Rationale 2: Hematemesis or vomiting of bright red blood or blood that looks like coffee grounds generally indicates bleeding from a source proximal to the ligament of Treitz in the upper GI tract.

Rationale 3: Dark brown stools are normal and would not be thought to contain blood. When these stools test positive the stool is considered to contain occult blood. Occult blood indicates bleeding is occurring somewhere in the GI tract and is not limited to lower GI bleeding.

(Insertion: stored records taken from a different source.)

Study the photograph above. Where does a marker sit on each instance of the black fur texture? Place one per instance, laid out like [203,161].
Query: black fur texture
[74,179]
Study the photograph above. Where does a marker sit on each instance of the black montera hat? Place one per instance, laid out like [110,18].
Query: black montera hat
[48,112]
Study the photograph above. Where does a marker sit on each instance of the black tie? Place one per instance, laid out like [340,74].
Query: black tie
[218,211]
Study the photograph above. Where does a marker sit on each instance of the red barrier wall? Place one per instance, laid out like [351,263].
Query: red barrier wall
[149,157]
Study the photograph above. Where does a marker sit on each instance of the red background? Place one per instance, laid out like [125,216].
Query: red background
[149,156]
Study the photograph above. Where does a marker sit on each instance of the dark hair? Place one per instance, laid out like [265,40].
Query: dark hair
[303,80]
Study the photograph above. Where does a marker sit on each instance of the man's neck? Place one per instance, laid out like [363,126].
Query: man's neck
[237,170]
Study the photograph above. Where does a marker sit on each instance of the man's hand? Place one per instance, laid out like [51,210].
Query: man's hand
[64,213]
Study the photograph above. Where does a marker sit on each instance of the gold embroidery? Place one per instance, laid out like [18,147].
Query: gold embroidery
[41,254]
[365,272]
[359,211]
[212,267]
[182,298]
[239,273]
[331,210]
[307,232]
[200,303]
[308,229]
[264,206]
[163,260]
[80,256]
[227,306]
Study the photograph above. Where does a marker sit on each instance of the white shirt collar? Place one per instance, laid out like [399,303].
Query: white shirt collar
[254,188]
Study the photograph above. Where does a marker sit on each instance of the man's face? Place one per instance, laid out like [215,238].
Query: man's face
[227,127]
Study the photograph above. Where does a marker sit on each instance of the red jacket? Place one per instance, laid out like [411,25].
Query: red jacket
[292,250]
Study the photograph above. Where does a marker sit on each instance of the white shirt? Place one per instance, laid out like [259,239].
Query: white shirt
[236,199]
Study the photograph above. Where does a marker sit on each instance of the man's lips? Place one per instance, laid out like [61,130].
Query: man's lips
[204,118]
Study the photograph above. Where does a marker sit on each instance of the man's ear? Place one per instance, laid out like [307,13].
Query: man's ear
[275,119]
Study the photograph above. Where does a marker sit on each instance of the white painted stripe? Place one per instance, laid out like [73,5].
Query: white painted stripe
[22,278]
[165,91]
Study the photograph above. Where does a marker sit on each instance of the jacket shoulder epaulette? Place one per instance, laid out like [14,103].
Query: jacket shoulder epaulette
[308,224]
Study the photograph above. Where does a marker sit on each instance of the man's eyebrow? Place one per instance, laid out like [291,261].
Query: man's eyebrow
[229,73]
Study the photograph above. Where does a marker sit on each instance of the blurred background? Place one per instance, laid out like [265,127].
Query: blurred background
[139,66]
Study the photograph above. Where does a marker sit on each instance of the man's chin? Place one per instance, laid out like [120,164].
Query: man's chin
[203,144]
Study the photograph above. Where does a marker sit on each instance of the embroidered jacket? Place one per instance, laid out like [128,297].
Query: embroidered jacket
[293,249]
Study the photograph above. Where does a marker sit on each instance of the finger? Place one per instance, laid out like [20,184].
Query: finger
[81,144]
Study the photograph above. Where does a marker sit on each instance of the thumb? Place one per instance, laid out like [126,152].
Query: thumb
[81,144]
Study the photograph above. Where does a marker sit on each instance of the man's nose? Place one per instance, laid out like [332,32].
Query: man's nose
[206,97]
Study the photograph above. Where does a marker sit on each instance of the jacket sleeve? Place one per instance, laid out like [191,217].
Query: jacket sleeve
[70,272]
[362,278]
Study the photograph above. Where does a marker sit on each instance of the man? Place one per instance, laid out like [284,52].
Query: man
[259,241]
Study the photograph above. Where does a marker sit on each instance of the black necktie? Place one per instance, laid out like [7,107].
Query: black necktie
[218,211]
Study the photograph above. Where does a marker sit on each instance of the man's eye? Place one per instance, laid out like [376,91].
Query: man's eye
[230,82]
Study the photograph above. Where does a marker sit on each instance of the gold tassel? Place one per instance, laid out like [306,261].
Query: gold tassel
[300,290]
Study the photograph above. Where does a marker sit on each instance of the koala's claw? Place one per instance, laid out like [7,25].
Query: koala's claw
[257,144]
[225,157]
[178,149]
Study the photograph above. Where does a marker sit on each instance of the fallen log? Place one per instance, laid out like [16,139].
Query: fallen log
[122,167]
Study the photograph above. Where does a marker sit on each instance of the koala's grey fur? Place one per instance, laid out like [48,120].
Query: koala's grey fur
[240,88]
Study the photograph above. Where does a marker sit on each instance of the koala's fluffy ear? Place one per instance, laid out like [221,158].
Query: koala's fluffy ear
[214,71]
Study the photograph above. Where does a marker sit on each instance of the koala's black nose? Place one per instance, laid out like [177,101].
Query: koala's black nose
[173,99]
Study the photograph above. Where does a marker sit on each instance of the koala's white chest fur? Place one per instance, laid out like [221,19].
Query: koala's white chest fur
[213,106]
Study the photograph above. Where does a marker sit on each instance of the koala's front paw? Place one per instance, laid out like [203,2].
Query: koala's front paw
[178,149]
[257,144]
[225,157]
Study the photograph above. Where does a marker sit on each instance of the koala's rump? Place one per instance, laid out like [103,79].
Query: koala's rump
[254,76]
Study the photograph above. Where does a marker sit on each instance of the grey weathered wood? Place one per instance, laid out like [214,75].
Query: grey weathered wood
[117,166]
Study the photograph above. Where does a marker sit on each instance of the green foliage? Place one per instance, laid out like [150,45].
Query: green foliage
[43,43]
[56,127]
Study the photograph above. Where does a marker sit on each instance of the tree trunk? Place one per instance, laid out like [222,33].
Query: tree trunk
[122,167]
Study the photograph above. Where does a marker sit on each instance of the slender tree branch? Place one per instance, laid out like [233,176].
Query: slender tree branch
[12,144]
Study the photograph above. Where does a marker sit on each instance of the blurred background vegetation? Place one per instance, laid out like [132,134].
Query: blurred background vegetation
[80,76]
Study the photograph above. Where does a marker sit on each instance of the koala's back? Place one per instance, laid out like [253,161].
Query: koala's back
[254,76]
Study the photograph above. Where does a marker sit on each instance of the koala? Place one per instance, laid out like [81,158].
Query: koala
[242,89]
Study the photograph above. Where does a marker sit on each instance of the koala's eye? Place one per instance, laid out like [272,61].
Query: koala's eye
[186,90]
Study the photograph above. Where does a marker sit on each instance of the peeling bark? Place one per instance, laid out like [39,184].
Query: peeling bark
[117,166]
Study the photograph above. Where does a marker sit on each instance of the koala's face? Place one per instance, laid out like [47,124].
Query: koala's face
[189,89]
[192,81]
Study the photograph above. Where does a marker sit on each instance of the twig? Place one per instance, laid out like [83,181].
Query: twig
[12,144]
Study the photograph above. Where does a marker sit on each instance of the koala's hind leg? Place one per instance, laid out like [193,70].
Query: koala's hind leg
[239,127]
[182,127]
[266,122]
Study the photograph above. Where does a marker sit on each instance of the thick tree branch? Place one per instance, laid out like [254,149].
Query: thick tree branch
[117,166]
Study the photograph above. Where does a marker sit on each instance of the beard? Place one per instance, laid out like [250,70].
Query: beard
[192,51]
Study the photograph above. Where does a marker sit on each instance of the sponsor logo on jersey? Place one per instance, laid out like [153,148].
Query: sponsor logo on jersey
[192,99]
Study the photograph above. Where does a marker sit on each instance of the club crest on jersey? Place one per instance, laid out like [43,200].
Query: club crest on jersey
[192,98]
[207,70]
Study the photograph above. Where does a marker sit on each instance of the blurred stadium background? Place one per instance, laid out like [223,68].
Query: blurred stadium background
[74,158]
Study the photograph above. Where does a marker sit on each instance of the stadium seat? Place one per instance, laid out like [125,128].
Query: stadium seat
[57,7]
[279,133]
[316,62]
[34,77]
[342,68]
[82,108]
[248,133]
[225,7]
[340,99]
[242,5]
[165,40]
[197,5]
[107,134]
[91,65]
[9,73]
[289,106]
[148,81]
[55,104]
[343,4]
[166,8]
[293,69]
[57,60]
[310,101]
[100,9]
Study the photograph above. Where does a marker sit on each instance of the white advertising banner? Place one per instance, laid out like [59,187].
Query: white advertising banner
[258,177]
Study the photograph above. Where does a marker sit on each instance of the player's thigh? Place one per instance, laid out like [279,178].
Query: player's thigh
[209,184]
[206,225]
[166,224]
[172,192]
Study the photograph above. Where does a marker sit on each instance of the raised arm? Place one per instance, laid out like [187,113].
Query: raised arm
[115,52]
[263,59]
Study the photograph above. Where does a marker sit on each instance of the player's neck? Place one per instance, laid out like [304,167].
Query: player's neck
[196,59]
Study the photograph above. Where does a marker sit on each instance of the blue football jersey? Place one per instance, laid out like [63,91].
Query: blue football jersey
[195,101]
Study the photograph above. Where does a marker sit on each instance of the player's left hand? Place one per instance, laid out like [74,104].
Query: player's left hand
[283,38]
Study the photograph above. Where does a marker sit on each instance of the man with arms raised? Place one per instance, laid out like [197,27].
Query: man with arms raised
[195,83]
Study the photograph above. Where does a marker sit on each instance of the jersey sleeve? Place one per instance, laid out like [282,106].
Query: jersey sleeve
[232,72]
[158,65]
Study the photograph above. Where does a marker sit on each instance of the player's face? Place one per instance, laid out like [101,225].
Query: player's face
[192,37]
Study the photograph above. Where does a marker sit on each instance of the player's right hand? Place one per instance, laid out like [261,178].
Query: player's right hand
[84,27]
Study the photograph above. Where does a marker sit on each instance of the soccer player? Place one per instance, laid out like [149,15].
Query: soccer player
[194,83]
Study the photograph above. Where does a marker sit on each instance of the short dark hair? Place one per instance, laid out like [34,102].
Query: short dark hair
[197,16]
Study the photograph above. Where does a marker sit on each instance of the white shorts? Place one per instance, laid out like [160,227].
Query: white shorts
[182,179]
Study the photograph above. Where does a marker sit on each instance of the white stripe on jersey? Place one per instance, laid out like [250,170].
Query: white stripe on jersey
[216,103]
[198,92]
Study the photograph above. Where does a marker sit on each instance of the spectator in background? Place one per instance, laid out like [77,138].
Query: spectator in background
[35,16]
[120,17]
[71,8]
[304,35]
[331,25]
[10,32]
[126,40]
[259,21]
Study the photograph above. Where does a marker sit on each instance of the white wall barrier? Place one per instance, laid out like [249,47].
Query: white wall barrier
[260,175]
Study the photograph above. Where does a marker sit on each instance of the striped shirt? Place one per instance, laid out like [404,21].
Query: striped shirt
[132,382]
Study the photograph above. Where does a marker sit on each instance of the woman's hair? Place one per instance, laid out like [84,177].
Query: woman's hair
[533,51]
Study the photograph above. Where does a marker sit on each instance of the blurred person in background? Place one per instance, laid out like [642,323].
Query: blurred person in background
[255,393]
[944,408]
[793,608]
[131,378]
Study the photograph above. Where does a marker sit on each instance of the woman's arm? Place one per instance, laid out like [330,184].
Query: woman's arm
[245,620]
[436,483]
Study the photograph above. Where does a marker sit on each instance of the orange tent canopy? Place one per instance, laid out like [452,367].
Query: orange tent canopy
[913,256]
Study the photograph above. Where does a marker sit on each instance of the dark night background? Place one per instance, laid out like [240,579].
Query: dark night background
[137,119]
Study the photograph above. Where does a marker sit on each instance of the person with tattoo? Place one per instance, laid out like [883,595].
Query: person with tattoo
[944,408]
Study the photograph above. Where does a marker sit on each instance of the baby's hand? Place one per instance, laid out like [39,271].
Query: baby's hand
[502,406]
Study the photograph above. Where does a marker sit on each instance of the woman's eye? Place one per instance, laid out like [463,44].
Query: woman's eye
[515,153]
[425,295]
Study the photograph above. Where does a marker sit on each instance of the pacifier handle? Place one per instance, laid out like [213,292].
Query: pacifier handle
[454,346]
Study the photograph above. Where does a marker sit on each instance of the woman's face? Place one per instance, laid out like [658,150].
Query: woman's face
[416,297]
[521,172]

Rationale 4: Melena or black, tarry, foul-smelling stools generally indicate an upper GI bleed. The small intestine or the right colon may be the source, but this is not as likely a sign of lower GI bleed as another type of stools.

Global Rationale: 

Cognitive Level: Analyzing

Client Need: Physiological Integrity

Client Need Sub: Physiological Adaptation

Nursing/Integrated Concepts: Nursing Process: Assessment

Learning Outcome: 21-1

Question 2

Type: MCSA

A patient admitted with fatigue, dyspnea, and a hemoglobin level of 8.6 mg/dL tells the nurse that he occasionally has dark, smelly stools but they go away in a few days. The nurse would conduct additional assessment for which most common cause of this history?

1. Inability to absorb protein

2. Lower gastrointestinal bleed

3. Chronic gastrointestinal bleed

4. Upper gastrointestinal bleed

Correct Answer: 3

Rationale 1: There is no indication that this patients history relates to inability to absorb protein. There is a different, common reason for these findings.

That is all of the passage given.